Zwischen Kuba und Klassik: Sebastian Schunkes neue CD

Tobias Lehmkuhl

Kuba ist in. Nach wie vor. Immer noch dudelt der Buena Vista Social Club aus jedem zweiten Café. Auch der junge Berliner Pianist, Komponist und Bandleader Sebastian Schunke hat sich von der Musikkultur der Karibikinsel begeistern lassen. Anders aber als seine berühmten Kollegen hat ihm das karibische Flair nicht die Sinne vernebelt. Er bedient nicht die Erwartungen des Kuba-Aficionados: kein schepperndes Blech, keine wehmütigen Gesänge, nicht die bedächtigen Lebensweisheiten alter Männer. Im Gegenteil. Schunke verzahnt die klassische europäische Tradition mit der afrikanisch-karibischen und der des Jazz. Was dabei entsteht, ist Latin Jazz in seiner federnden Art – als würde Blütenstaub zu Boden rieseln.

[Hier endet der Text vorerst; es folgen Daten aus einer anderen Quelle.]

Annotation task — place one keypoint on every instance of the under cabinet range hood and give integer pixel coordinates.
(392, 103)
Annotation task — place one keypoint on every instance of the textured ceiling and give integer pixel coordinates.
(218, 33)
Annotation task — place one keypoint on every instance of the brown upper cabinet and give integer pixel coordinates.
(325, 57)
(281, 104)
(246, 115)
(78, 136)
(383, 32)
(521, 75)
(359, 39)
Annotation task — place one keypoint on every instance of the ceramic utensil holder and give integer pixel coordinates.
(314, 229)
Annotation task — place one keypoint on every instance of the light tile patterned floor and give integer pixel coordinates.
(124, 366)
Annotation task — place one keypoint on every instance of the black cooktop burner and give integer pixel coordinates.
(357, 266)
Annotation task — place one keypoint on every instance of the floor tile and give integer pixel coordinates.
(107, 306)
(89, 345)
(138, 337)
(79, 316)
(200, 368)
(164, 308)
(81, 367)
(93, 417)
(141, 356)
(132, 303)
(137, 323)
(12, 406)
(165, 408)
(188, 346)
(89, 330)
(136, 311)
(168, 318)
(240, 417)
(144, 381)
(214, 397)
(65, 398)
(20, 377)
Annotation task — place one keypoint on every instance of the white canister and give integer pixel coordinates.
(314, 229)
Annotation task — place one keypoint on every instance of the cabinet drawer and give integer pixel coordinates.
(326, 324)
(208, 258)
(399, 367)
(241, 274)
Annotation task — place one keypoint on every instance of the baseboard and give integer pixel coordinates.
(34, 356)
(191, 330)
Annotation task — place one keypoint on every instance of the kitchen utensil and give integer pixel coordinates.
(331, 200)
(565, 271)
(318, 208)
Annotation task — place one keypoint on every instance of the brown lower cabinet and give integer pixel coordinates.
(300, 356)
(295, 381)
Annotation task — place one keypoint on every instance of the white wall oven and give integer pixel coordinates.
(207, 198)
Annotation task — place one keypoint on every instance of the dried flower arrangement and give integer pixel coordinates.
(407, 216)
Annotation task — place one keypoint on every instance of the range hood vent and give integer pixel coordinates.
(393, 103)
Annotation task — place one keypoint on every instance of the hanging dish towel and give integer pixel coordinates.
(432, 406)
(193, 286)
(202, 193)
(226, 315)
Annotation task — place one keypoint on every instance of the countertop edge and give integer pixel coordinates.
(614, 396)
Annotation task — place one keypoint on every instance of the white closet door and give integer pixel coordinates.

Schunkes zweite CD „mouvement“ (BMG) übererfüllt die Hoffnungen, die er mit seinem Debüt „Symbiosis“ vor zwei Jahren geweckt hatte. Seine Mitmusiker stammen wieder aus dem Dreieck Paris, New York, Havanna. Allen voran der umwerfende Felipe Cabrera Cardenas, dessen Kontrabass die Stücke strukturiert als fräßt er Markierungen in einen Stein. Mario Morejon Hernandez spielt die Trompete mit warmem Timbre, Peter Brainin die Saxophone wie Wayne Shorter und Chris Potter zusammen.

Schunkes seltene Pianosoli können sich ebenfalls hören lassen. Dabei verzichtet er auf Virtuosität. Er stellt sie vielmehr ganz in den Dienst des Gesamtzusammenhangs. Auch dies trägt zur Besonderheit Schunkes bei und macht „mouvement“ zu einer großen Platte. Schunke ist ein Musikdenker, die Band ist sein eigentliches Instrument, auch wenn seine Kompositionen etwas durchaus Pianistisches an sich haben. Der 30-jährige Wahlberliner erweist sich als subtiler Dirigent, der nie den Überblick verliert, jedem seine Freiheit lässt, das Ganze aber nicht einfach nur zusammenhält, sondern überlegen lenkt.

In dieser Hinsicht ist er mit zwei anderen Pianisten-Komponisten vergleichbar, mit Andrew Hill und Randy Weston. Auch für diese beiden Altmeister steht bei Bandprojekten immer erheblich mehr als das gelungene Solo im Vordergrund, das überraschende Zusammenspiel, die geglückte Melodie oder der mitreißende Groove. Ihre Stücke erzählen eigenständige Geschichten. Der Aufbau ist überraschend, die Statik unerschütterlich. Kein Rumgespiele, sondern verbindliche Äußerung.

So auch bei Sebastian Schunke, dessen Stücke trotz seiner Jugend erstaunlich reif sind, als seien sie bis aufs Gramm ausgewogen. Diese Musik ist luftig und erdig zugleich, geprägt vom kühnen Entwurf und genährt vom Bewusstsein der Geschichte. Schunke gewinnt aus den verschiedenen Elementen, die er aufklaubt, eine neue, äußerst stabile Molekularverbindung.